El país podría reducir su deuda ecológica de manera significativa, si se empeñara en explotar sus fuentes de energía limpia, como la geotermia, los recursos hídricos y los eólicos. Los obstáculos a la liberación de esas riquezas son mentales, más que físicos. El Instituto Costarricense de Electricidad (ICE) no tiene la capacidad financiera para desarrollar los proyectos posibles y necesarios, pero algunos sectores de la sociedad insisten en impedir la participación complementaria de la empresa privada. El ICE, por su parte, podría concentrar su atención en el desarrollo de grandes proyectos geotérmicos, pero un ecologismo malentendido les impide el acceso a las abundantes fuentes de energía enclavadas en los parques nacionales.
Abundan los intentos fallidos de ordenamiento territorial, pero se construye sin permiso aun donde existen planes ordenadores. Durante la última década, 300.000 viviendas fueron edificadas sin permiso municipal, muchas de ellas en zonas sensibles desde el punto de vista ecológico. En algunos cantones, el incumplimiento alcanzó el 60% de las construcciones. Según el Colegio Federado de Ingenieros y de Arquitectos, una de cada cinco edificaciones carece de permisos municipales.
La construcción informal, sin los controles establecidos por ley, además de dañar el ambiente, atenta contra la seguridad de quienes habitan y utilizan las edificaciones. Aparte de las municipalidades, la institución llamada a velar por el ordenamiento territorial de la Gran Área Metropolitana (GAM) es el Instituto Nacional de Vivienda y Urbanismo (Invu), pero su anunciada reestructuración se hace esperar, no obstante la urgencia del problema. Además, los grandes planes maestros dan tumbos y son objeto de debates interminables.

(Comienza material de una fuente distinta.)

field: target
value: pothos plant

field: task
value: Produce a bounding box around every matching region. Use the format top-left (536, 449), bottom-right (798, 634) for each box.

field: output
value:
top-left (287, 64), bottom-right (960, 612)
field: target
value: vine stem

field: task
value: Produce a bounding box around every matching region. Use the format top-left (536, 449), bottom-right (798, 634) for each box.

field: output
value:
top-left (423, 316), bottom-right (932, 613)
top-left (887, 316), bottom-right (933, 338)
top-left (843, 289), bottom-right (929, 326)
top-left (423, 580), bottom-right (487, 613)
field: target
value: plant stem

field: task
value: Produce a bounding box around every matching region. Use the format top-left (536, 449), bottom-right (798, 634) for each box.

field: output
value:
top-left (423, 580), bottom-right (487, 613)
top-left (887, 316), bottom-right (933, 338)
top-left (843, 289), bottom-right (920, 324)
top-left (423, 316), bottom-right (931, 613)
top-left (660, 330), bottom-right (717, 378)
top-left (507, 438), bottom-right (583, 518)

La falta de ordenamiento urbano incide con fuerza sobre el problema del agua. El 80% del agua para consumo humano proviene de fuentes subterráneas. La invasión de cuencas y terrenos sobre los mantos acuíferos ponen el abastecimiento en peligro. Para empeorar la situación, el país no cuenta con un inventario preciso de las fuentes.

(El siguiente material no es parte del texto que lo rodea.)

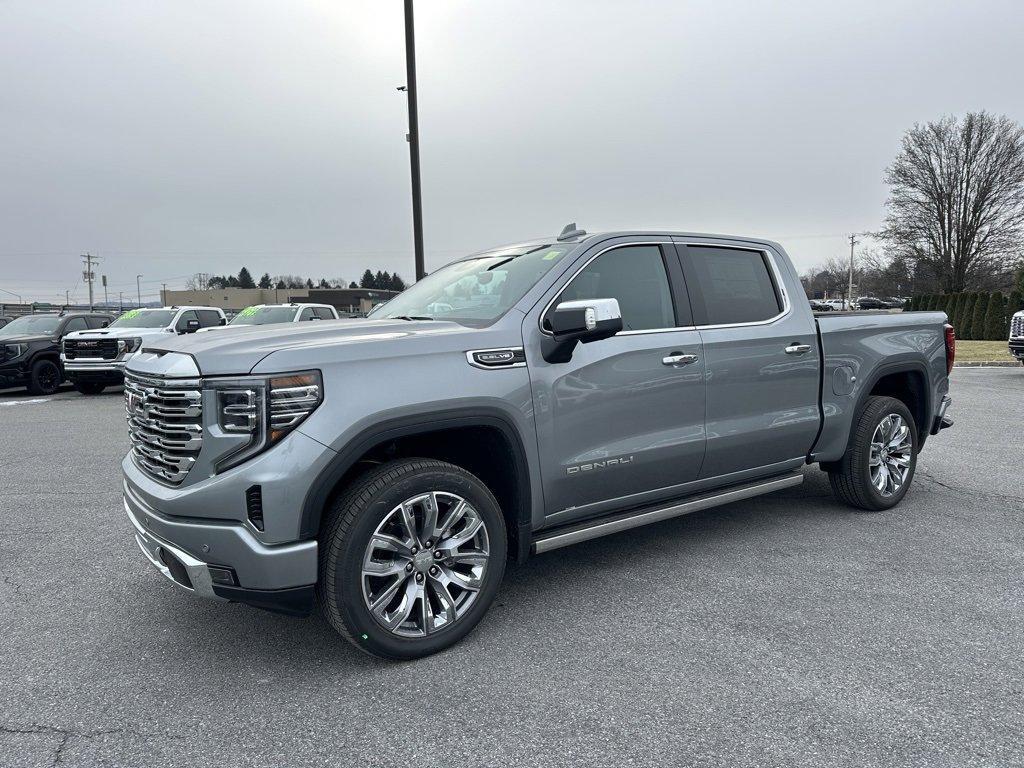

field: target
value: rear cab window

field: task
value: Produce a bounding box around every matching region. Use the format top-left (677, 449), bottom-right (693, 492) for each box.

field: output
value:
top-left (679, 245), bottom-right (783, 326)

En su edición del 2012, el propio Estado de la Nación cita el estudio internacional titulado “La huella del agua”, según el cual la población costarricense “utiliza un 31,2% más del agua que le puede dar el territorio. Mientras la huella hídrica promedio per cápita en el planeta es de 1.385 metros cúbicos (m³) por año, cada costarricense consume en promedio 1.490 m³ anuales, es decir, un 8% más que el promedio mundial”. En esa materia, como en las demás, tenemos una cultura del desperdicio a costa de las futuras generaciones.